During left inguinal exploration a 25x50cm lesion was identified within the inguinal canal adherent to the spermatic cord, a rare site of genitourinary paraganglioma (1). During manipulation of the lesion the patient became transiently hypertensive to 216/126mmHg with an otherwise unremarkable operative and post-operative course.

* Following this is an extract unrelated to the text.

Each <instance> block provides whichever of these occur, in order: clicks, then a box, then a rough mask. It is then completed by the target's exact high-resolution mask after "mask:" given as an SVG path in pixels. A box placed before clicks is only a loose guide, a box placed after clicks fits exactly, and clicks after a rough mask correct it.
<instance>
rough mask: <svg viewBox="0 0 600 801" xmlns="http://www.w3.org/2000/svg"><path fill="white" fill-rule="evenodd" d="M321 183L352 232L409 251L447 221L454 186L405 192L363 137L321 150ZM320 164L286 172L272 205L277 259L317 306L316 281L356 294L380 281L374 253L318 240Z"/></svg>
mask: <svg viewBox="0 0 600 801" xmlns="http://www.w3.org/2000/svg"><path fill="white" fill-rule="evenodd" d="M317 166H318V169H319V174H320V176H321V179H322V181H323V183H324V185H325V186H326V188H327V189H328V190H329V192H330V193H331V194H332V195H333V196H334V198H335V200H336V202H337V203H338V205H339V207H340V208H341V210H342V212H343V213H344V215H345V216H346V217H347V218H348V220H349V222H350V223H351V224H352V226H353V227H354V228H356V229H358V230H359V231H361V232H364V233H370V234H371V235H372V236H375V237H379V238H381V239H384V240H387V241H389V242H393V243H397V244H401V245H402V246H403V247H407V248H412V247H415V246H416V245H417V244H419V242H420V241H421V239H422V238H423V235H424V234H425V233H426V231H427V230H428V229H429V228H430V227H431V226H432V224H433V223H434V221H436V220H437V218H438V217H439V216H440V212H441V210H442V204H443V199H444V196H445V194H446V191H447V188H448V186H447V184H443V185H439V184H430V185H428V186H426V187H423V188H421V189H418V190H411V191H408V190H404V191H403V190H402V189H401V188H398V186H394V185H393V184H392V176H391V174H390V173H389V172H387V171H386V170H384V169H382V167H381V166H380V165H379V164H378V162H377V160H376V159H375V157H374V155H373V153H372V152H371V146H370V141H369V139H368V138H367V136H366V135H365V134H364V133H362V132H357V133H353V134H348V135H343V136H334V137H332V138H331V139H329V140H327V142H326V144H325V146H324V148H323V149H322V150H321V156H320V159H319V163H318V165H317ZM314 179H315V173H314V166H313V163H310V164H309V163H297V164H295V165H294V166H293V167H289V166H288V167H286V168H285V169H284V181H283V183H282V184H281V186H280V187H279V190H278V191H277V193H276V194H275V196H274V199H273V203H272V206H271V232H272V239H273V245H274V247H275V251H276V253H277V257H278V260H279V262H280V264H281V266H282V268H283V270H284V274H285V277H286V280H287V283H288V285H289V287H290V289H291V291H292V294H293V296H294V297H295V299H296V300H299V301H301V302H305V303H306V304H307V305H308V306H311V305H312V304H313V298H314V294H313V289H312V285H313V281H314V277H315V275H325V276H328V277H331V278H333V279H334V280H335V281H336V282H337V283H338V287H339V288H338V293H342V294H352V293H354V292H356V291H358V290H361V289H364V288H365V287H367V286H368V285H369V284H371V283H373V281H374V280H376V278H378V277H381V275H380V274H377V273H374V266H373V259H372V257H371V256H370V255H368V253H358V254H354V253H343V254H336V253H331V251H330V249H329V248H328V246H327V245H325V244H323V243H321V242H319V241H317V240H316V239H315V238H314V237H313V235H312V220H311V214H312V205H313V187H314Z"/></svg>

Histopathology demonstrated a 30x40x20mm encapsulated nodular lobulated tumour weighing 9g with a solid, hetrogenous yellow and brown surface. Microscopically there was mixed nesting (zellballen) with occasional capsular invasion without tumour extension beyond the fibrous capsule. No vascular invasion was seen and mitotic activity was scant (Ki-67 index <1%). Immunohistochemistry demonstrated positive staining for SDHA and negative staining for SDHB. Negative immunohistochemistry staining for SDHB is strongly associated with a mitochondrial complex II abnormality and can therefore be used to triage formal genetic testing for SDHB, SDHC, or SDHD mutations (2).
Post-operatively his progress has been stable with no further paroxysms and normalisation of his blood pressure off antihypertensives. Both the 24 hour urine noradrenaline level (346nmol/24hr) and plasma normetanephrine (0.37nmol/L) normalised post-operatively.